Data Lineage – The Key To Understanding Your Data Landscape
In this article, we’ll take a closer look at data lineage, the key to understanding your data landscape. Nowadays, most organizations face the complexity of data jumbled on servers from various vendors that may support different platforms. These diverse big data ecosystems can work harmoniously together, but often the linkages between the systems are poorly documented. Most organizations are likely to figure out exactly where their data resides and how it interacts with upstream and downstream applications in a pinch.
What really happened to your data?
Understanding the data lineage and data relationships of the environment is the key to grasping the reality of the data. Data lineage is similar to the data life cycle and can help us track the process of data from source to destination. It details the flow of data and its dependencies.
The information captured from data lineage makes it possible to trace data back to its origin, which also explains the data usage process, which would be time-consuming without an automated data lineage solution. In short, data lineage will answer questions such as “Where did this data come from?” or “How did you arrive at this reported number?”.
Knowledge of Data Relationships Plays a Key Role in Assessing the Impact of Changes on Other Systems
This knowledge is useful for better data governance, improved data quality and integrity processes, “hidden” data management, and overall metadata management.
Map Data to Establish Benchmarks
One of the fundamental benefits of mapping data flow and data lineage is that it establishes a baseline. Mapping data graphically helps to better visualize various data elements and their relationships. These techniques are very useful in identifying potential pitfalls at different stages, and help data managers proactively take necessary corrective actions.
Data lineage can help provide a more comprehensive view of data, which facilitates better data compliance and easier diagnosis of business rule discrepancies. The starting point for capturing and representing complete data lineage is access to metadata, which most databases typically already have. Knowing this information, this is the easy part, the real work begins with discovering and learning about the “hidden” undocumented data in the data environment.
The Challenge of “Hidden” Data
“Hidden data” is very common in older legacy and siloed systems, where complete documentation is often missing or lacking. If an enterprise uses only 20% of its visible (” known “) data for data management and analysis at the raw database metadata level, discovering and tracking all data elements and data relationships is a huge problem and cannot effectively leverage the other 80% of its “hidden” data assets. Addressing this issue requires a lot of effort, resulting in time-to-market delays and/or deployment with substandard products or misinformation, which puts the enterprise at a significant competitive disadvantage compared to other data-savvy companies.
Data Lineage Through Data Transparency
To create a good data lineage solution, data transparency must be ensured, and as a simple case study in the financial sector, regulators want a comprehensive understanding of how banks derive their risk assessment numbers, such as capital liquidity ratios.

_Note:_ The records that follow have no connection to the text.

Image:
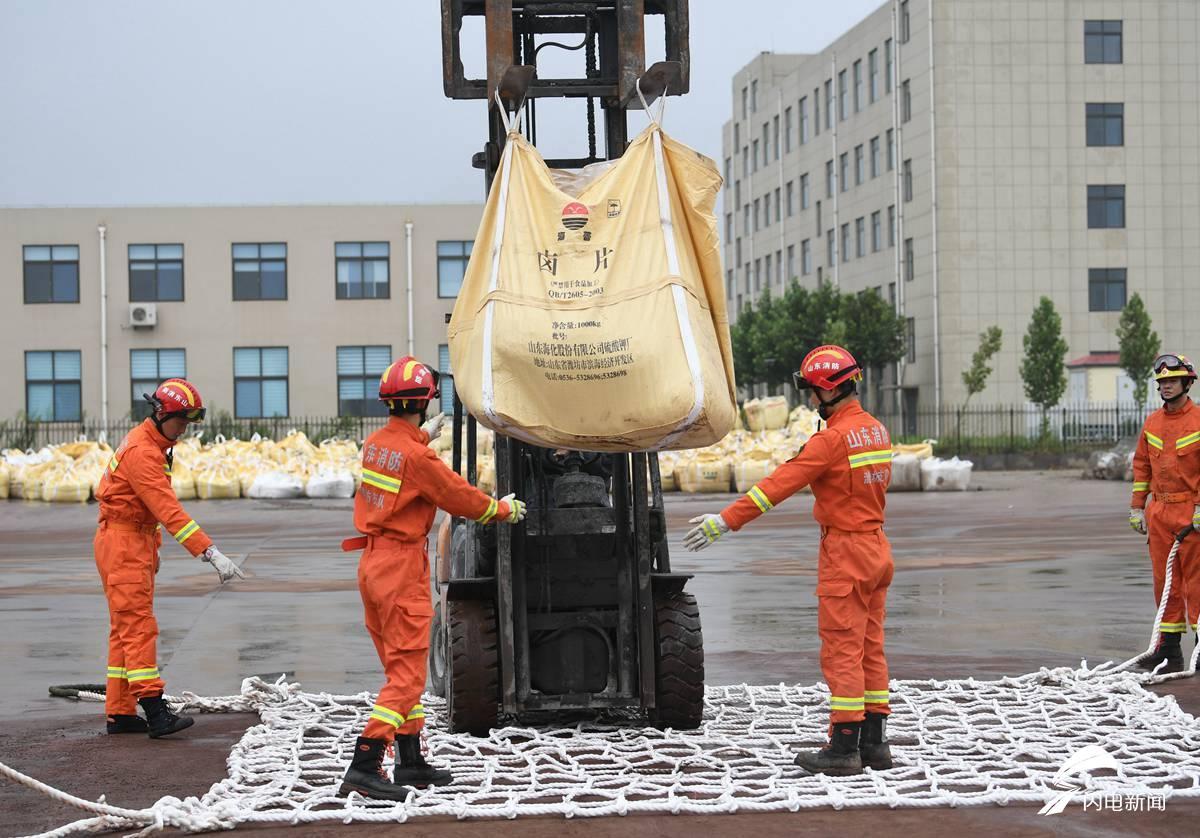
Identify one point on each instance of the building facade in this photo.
(966, 157)
(269, 310)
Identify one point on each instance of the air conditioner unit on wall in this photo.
(143, 315)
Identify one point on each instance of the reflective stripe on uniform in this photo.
(1183, 442)
(389, 484)
(492, 508)
(870, 459)
(387, 716)
(760, 500)
(187, 531)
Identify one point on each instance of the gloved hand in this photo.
(1138, 520)
(516, 508)
(222, 564)
(712, 527)
(433, 426)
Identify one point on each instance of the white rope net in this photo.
(955, 743)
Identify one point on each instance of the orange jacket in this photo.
(849, 466)
(136, 488)
(405, 484)
(1167, 461)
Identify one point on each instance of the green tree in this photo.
(976, 378)
(1139, 346)
(1045, 352)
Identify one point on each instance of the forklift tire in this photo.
(438, 652)
(679, 669)
(473, 694)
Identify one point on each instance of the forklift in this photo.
(575, 611)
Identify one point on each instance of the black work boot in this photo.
(1168, 650)
(874, 748)
(160, 720)
(366, 774)
(127, 724)
(840, 756)
(412, 767)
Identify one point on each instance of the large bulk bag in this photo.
(592, 313)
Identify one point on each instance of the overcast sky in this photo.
(298, 101)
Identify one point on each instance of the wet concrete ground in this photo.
(1038, 569)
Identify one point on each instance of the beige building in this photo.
(965, 157)
(269, 310)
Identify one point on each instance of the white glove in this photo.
(516, 508)
(1138, 520)
(712, 527)
(433, 426)
(222, 564)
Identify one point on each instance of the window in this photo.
(156, 273)
(52, 385)
(1105, 288)
(873, 73)
(453, 258)
(261, 271)
(363, 270)
(261, 382)
(1105, 207)
(887, 66)
(1102, 42)
(359, 369)
(148, 369)
(52, 273)
(1105, 124)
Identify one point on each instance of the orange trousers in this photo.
(127, 557)
(1163, 521)
(853, 573)
(394, 581)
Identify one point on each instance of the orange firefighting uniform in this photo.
(135, 495)
(403, 486)
(849, 466)
(1167, 465)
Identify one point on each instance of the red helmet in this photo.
(826, 367)
(408, 379)
(178, 396)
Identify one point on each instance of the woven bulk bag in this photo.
(592, 313)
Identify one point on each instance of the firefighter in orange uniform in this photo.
(135, 496)
(403, 486)
(849, 466)
(1167, 465)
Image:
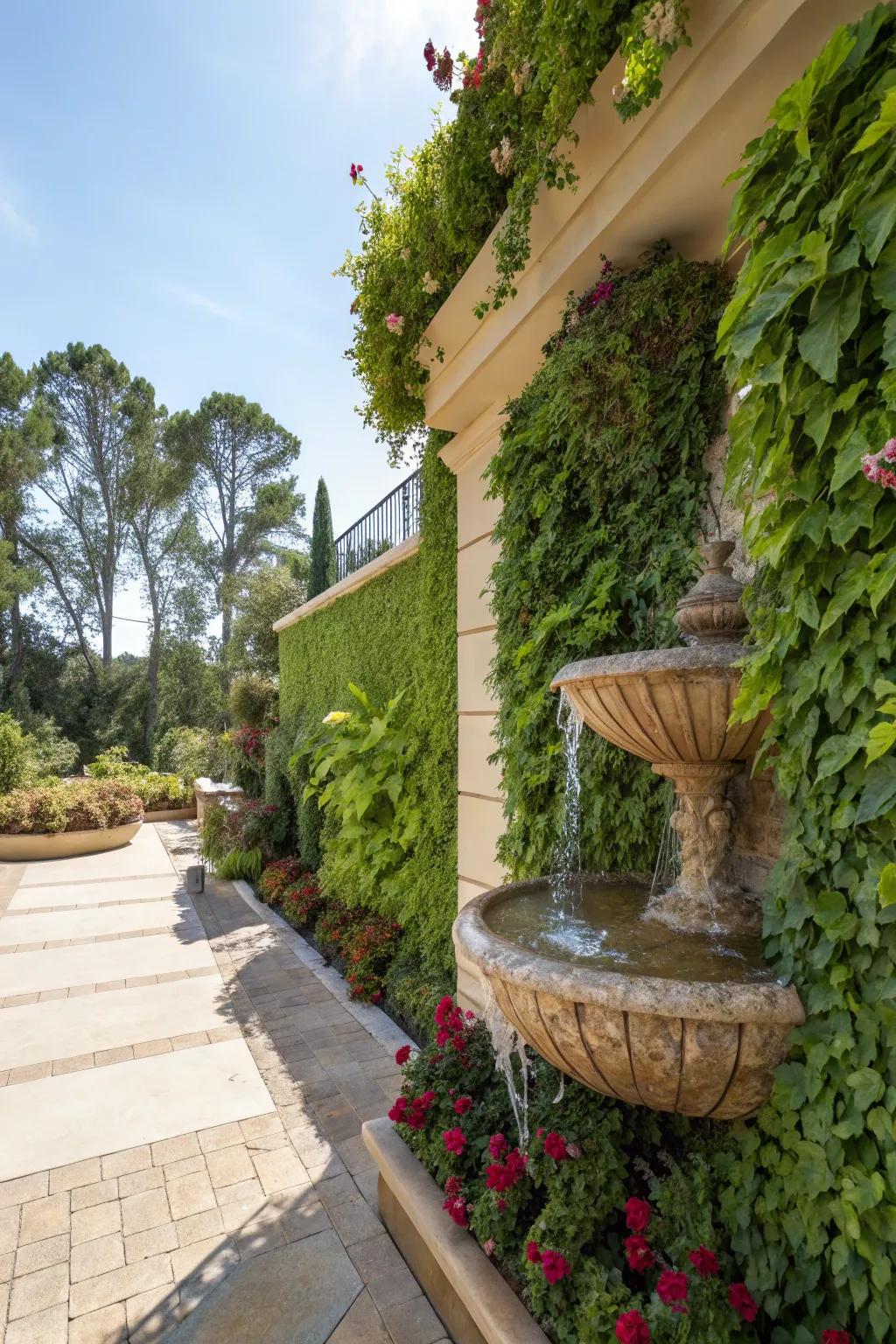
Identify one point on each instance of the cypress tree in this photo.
(323, 551)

To do this, financial institutions must be able to explain to regulators in a timely manner how they arrived at the reported numbers, including all the raw data used to calculate the numbers. On a technical level, this requires banks to search their corporate databases to identify data items and track database data relationships between and within the database. Banks must respond promptly (usually within 5 business days) to auditors’ requests to inquire about the source of the figures and how they sourced the data. The problem is that this is often highly manual and tedious.
Required Solution
Many business plans require you to understand the data environment, unless you know the current data assets, otherwise it is difficult to determine what content need to access or change to meet new business requirements and the lack of understanding of the company’s data assets or unable to understand the relationship between work and data flow leads to waste and the conclusion is not correct, so the database benchmarking is a basic activity, can help the CDO, CTO, Application Architect, and Data Architect to:
Understand and Leverage Organizational Data and Limit Data Burden
Many business initiatives require you to understand the data environment, and unless you know your current data assets, it can be difficult to determine what needs to be accessed or changed to meet new business requirements. A lack of knowledge of your company’s data assets or an inability to understand relationships and data flows can lead to wasted work and incorrect conclusions. Database benchmarking is therefore a fundamental activity that helps Cdos, Ctos, application architects, and data architects:
- Understand and leverage organizational data and limit data burden;
- Control IT costs, enable M&A due diligence and regulatory compliance;
Without the right tools, data benchmarking can be frustrating, laborious, and error-prone. A tool is needed to provide an easy-to-use solution. The solution saves time and eliminates silos by enabling a unified view of data assets across technologies to automatically discover hidden “undocumented” data. Insights will provide opportunities to simplify systems, eliminate redundancies and uncover new opportunities, even make complex data environments understandable and provide users with actionable information to harness the full value of your data.
Conclusion
Thank you for reading our article and we hope it can be helpful to you. If you want to learn more about data lineage, we would like to advise you to visit Gudu SQLFlow for more information.
As one of the best data lineage tools available on the market today, Gudu SQLFlow can not only analyze SQL script files, obtain data lineage, and perform visual display, but also allow users to provide data lineage in CSV format and perform visual display.